Saturday, September 8, 2018

Review of "Illegal," by Eoin Colfer and Andrew Donkin

Review of
Illegal by Eoin Colfer and Andrew Donkin ISBN 9781492662143

Five out of five stars
 This “true” story will tug at the heart of any feeling person, although it likely will have no effect on those Americans and Europeans that advocate a no tolerance position regarding immigration. The quotation marks are used to signify that while the main characters in the story may technically be fictional, what they and their fellow travelers experience is not. Thousands of people reach the level of desperation where they are willing to risk the high probability of death in the desert or death at sea in order to flee their country and travel to Europe in search of a better life.
Ebo and Kwame are brothers living a desperate life in the African country of Niger. Fed up with no prospects, they separately leave their village and travel to the city of Agadez. While there they save up money for a journey across the Sahara Desert to the Mediterranean Coast. It is a dangerous journey, for those they hire to transport them have no real interest in anything other than their money. Many people die making that journey.
 They reach Tripoli in Libya and they once again work to earn money for further passage across the sea. While there, they live in a storm drain to save lodging money and avoid thieves as well as police that will demand graft. Once they have enough, they are placed on a small blow-up boat with a motor and sent off across the Mediterranean Sea towards Italy. There is not enough gas for the motor and the boat leaks, so they end up stranded and floating in the water.
 They are “lucky” in that another ship comes by, and they are rescued. However, it is not a great stroke of luck as it is a ship already overloaded with refugees. When an Italian helicopter and small boat arrive, the crowd pushes forward and the now unbalanced ship overturns, throwing people into the water and eventually sinking with many people unable to get out in time. The people in the helicopter throw down life jackets, but there are far too few for the number of people in the water. Ebo survives the ordeal while Kwame drowns. Of the hundreds of people on the ship, very few survive.

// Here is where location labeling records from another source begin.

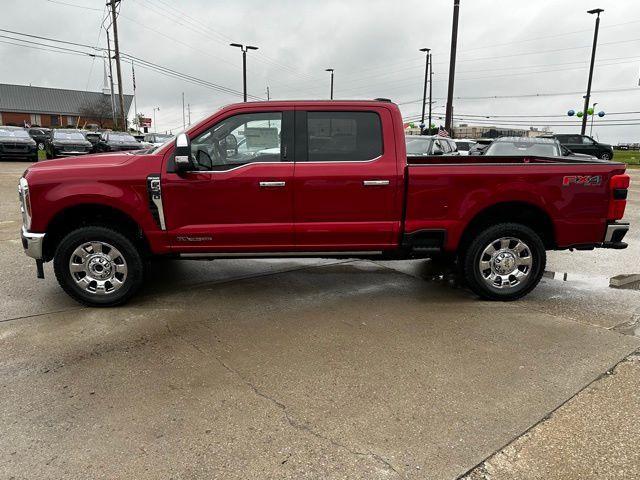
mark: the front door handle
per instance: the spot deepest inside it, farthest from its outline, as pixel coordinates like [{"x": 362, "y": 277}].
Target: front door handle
[
  {"x": 272, "y": 184},
  {"x": 375, "y": 183}
]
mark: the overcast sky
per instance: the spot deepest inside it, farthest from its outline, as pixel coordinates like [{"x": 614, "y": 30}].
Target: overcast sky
[{"x": 513, "y": 49}]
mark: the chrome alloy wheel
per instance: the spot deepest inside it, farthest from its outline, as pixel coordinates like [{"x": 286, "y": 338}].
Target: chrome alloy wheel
[
  {"x": 98, "y": 268},
  {"x": 505, "y": 263}
]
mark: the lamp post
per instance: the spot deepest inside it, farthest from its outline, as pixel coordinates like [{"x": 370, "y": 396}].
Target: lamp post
[
  {"x": 155, "y": 127},
  {"x": 244, "y": 65},
  {"x": 330, "y": 70},
  {"x": 593, "y": 114},
  {"x": 424, "y": 90},
  {"x": 597, "y": 12}
]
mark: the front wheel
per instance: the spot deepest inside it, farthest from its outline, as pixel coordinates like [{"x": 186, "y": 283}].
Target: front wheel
[
  {"x": 98, "y": 267},
  {"x": 504, "y": 262}
]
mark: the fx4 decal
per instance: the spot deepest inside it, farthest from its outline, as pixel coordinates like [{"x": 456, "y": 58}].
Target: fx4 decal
[{"x": 582, "y": 180}]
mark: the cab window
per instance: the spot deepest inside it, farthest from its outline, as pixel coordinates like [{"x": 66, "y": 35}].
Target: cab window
[{"x": 239, "y": 140}]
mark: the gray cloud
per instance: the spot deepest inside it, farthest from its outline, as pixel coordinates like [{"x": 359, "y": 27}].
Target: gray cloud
[{"x": 506, "y": 48}]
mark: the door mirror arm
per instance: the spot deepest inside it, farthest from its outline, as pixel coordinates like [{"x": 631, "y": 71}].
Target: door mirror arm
[{"x": 182, "y": 155}]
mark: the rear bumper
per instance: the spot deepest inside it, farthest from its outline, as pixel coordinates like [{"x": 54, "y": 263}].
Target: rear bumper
[
  {"x": 615, "y": 234},
  {"x": 32, "y": 243}
]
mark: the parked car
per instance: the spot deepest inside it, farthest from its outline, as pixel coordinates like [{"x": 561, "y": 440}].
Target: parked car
[
  {"x": 92, "y": 137},
  {"x": 15, "y": 142},
  {"x": 314, "y": 178},
  {"x": 480, "y": 146},
  {"x": 157, "y": 139},
  {"x": 67, "y": 142},
  {"x": 464, "y": 145},
  {"x": 117, "y": 142},
  {"x": 40, "y": 135},
  {"x": 585, "y": 145},
  {"x": 424, "y": 145}
]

 There is a second short story and it is about a young woman named Helen that was born in Eritrea. She fled to Sudan where she lived in hiding for many years before she paid traffickers to supposedly take her to Italy. After a harrowing journey where she spent time in a prison in Libya, managed to make it to Italy, traveled to France, got pregnant and ended up in Leeds where she lost her baby. Even after all of that, she is thankful to be alive and would like to get educated so that she can be a nurse.

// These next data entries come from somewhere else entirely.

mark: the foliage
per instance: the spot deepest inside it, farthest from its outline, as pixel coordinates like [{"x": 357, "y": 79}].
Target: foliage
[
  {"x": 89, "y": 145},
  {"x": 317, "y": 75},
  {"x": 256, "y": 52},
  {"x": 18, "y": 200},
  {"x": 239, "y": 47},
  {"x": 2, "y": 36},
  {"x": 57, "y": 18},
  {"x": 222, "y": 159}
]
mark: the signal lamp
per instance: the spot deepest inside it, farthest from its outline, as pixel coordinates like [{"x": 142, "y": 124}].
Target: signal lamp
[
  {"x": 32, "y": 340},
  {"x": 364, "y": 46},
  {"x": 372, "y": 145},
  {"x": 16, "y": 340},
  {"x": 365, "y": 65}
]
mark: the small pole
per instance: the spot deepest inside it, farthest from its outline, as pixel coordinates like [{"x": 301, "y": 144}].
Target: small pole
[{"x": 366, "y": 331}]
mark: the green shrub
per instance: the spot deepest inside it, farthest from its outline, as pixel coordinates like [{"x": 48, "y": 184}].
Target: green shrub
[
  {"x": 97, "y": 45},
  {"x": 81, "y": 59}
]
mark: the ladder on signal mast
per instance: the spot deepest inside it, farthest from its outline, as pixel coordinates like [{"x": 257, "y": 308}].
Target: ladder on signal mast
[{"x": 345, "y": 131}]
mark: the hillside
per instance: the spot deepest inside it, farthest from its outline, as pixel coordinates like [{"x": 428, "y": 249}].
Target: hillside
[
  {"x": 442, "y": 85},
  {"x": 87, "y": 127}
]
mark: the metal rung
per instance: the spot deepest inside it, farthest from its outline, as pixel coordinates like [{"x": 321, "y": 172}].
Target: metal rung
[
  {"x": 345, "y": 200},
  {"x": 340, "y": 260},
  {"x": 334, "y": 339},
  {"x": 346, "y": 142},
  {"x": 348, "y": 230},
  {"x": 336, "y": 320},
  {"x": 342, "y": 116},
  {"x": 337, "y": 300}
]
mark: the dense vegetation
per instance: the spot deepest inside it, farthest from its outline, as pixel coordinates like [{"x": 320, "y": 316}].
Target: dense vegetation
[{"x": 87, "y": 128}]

 The point of these stories is to demonstrate the desperation of the people that are attempting the journey to Europe and the hope of having any kind of life there. Lost on those that are fearful of immigrants is the fact that these people are fleeing horrific circumstances where their choices are often between a slow and fast death. While the real solution is the uplifting of the people in their countries of origin, it takes a very hard heart to read stories like this and not want to do something to aid these people with so few options and all of them bad.